Originally Posted by *doulatara* 
I know there are midwives in my area who also do well woman care...would it be appropriate to take a preteen/young teen to a midwife instead of a gynecologist? Or will a family doc suffice?

I would definitely go with a midwife when it comes up (e.g., your DD is thinking about becoming sexually active). Either that or Planned Parenthood (I've had nothing but wonderful experiences at PP).

--K


----------



## Ruthla (Jun 2, 2004)

My daughters still go to the pediatrician for their checkups, and both are well into puberty. I don't think there's any need for pelvic exams until a girl/woman is sexually active, or if she's considering sexual activity (say, to get birth control prior to having sex the first time.) I'm really not sure about the recomendations for young women (say, 18-25 or so) who are not sexually active.

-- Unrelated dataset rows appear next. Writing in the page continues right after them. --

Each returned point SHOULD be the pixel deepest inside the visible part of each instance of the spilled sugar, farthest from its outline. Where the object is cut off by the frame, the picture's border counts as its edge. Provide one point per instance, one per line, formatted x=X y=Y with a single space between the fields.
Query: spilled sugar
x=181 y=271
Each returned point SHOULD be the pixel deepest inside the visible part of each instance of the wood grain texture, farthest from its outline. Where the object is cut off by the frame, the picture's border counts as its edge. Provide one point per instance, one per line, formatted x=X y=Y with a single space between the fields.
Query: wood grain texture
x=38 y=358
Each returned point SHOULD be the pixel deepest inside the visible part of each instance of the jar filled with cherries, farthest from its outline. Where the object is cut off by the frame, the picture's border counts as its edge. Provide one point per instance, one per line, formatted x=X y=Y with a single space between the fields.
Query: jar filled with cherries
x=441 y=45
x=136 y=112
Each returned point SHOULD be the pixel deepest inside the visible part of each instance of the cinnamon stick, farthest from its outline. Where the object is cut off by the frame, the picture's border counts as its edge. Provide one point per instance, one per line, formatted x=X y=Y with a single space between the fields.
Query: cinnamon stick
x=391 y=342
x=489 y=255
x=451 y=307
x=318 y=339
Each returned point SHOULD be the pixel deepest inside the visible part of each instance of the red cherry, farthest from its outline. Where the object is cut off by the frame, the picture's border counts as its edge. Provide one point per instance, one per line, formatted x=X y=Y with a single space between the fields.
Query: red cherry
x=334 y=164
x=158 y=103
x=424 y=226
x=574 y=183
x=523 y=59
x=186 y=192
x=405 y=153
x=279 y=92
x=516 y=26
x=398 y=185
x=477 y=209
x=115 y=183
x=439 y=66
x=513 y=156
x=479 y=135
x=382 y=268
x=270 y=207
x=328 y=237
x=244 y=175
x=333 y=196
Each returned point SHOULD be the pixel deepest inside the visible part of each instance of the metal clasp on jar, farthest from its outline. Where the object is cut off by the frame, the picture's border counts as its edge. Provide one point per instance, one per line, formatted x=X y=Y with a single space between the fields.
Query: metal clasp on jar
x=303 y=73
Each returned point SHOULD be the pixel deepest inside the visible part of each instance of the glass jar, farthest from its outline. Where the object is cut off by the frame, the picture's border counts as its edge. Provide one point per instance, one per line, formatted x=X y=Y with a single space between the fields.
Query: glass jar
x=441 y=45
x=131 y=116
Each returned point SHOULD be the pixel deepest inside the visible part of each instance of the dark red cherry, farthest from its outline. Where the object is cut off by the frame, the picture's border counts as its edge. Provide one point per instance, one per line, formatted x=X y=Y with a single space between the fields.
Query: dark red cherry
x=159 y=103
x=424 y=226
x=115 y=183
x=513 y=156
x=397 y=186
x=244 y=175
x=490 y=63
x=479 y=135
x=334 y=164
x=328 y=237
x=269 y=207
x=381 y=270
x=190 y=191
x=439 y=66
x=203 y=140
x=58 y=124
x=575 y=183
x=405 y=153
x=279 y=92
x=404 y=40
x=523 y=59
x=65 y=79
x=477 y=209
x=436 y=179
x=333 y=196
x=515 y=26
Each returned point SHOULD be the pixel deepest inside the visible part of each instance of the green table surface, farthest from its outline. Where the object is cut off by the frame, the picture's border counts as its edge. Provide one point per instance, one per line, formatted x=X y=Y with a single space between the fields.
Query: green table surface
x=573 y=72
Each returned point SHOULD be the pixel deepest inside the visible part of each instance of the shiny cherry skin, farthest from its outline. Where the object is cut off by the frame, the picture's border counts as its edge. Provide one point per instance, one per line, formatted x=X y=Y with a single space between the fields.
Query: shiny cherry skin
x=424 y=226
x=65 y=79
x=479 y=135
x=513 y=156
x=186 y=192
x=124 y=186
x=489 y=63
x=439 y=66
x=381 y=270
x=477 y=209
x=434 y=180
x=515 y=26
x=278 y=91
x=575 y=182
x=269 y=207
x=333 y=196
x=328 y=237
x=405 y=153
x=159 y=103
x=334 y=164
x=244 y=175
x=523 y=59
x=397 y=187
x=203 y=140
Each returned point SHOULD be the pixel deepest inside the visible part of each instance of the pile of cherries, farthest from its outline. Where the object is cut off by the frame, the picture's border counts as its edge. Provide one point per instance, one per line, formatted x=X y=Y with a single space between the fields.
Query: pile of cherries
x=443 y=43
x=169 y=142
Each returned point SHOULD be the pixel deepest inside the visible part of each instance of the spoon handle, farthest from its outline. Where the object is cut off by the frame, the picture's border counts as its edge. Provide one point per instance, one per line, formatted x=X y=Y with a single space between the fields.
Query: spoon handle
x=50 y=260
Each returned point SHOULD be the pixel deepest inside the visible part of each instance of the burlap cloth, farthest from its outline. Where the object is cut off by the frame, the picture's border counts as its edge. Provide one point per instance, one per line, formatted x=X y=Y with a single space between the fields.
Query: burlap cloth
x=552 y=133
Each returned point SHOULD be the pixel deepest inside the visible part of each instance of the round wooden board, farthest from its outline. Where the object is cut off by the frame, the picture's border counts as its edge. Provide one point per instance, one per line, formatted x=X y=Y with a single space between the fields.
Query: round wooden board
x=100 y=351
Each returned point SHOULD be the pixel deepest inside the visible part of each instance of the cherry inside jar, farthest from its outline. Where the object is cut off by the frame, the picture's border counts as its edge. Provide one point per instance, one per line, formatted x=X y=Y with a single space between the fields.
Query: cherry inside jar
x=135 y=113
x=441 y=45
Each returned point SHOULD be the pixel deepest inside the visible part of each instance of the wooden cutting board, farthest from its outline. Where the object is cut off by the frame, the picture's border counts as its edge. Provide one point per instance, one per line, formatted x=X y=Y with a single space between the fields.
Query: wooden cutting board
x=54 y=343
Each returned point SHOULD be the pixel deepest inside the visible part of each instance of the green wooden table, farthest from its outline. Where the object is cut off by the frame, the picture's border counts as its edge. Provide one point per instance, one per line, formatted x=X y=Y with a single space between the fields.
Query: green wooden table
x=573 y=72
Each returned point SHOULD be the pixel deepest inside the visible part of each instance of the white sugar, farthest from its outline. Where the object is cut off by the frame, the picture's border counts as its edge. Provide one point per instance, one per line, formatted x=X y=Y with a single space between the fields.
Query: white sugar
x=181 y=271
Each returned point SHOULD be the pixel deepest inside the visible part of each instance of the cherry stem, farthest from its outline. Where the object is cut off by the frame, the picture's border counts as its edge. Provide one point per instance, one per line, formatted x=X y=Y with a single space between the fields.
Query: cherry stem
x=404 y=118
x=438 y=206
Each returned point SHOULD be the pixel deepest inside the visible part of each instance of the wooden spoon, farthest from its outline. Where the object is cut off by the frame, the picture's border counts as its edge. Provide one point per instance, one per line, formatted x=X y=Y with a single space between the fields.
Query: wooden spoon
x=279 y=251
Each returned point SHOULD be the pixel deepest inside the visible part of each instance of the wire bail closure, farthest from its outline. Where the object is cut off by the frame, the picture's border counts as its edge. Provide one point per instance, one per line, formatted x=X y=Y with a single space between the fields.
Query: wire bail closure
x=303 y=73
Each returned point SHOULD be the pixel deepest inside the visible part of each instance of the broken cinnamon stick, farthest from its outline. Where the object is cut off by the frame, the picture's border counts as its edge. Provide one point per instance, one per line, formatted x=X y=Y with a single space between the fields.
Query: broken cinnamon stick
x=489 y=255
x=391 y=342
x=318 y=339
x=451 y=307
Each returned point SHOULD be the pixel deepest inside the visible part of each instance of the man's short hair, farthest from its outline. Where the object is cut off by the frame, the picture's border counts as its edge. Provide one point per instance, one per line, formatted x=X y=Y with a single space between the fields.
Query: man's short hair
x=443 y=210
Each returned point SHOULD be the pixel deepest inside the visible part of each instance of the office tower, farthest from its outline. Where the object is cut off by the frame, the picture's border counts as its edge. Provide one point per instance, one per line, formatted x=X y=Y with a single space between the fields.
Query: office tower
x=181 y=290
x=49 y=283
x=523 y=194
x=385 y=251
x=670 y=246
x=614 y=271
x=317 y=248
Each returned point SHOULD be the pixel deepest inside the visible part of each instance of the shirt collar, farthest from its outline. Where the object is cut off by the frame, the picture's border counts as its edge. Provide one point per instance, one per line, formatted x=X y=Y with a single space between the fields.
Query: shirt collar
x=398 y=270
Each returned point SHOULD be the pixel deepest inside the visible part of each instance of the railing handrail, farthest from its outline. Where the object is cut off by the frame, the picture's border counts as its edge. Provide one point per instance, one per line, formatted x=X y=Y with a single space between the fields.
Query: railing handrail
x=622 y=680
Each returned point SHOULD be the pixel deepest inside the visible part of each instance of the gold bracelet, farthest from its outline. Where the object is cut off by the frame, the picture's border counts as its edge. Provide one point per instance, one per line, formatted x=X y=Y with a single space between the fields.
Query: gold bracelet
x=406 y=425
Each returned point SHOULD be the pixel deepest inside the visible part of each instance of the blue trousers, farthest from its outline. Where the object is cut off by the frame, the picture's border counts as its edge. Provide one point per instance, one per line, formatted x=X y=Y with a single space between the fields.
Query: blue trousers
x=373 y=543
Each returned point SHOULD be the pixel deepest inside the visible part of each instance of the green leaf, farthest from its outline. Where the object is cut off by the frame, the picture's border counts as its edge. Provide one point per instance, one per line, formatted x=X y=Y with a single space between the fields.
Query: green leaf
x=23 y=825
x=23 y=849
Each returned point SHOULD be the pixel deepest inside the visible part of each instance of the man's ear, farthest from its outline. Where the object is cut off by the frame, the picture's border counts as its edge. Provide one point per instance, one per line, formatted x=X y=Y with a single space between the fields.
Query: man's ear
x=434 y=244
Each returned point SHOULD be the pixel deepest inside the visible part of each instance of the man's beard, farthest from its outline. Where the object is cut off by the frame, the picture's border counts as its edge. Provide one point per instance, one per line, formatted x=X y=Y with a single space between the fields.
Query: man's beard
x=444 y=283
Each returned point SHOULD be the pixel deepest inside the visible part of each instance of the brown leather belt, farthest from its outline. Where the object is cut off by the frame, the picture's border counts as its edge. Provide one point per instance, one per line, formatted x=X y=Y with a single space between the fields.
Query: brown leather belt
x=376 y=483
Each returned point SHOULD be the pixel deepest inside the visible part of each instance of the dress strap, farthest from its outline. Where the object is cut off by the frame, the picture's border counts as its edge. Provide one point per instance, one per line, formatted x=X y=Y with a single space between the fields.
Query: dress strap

It didn't apply to me, but it may apply to one or both of my daughters.

I switched to my mom's doctor (who at the time did GYN care as well as regular checkups) after I became sexually active at age 16. The way insurance is currently set up, I need to see my PCP for everything but GYN care and then the GYN for the pelvic exam. I assume that a sexually active teenager would need to see the pediatrician and the GYN on two separate visits.

It would be nice if all 4 of us could see the same Family PRactice dr, but that's not the way they do things here. I need to see an "internal medicine doctor" and they need to see a pediatrician.


----------



## Sarai18 (Sep 17, 2008)

Quote:


Originally Posted by *Ruthla* 
I assume that a sexually active teenager would need to see the pediatrician and the GYN on two separate visits.

My two older girls had their first pelvic exams and got BC from the nurse practitioner at the pediatrician's office when they became sexually active - I'm thankful they could see someone they already knew!


----------



## Storm Bride (Mar 2, 2005)

Quote:


Originally Posted by *just_lily* 
But I wouldn't necessarily think that it needs to be a gynecologist per se, unless there is an issue. I am in Canada and family doctors handle most things unless there is a reason a referral to a specialist is needed.

Ditto.
I've seen an OB/GYN for some of my prenatal "care" (not with my first, but I had to see a consulting OB after my first c-section). That's the only reason I've ever seen one. Most people I know have never seen one, except for the OB part of their specialty.


----------



## mamabeca (Oct 3, 2004)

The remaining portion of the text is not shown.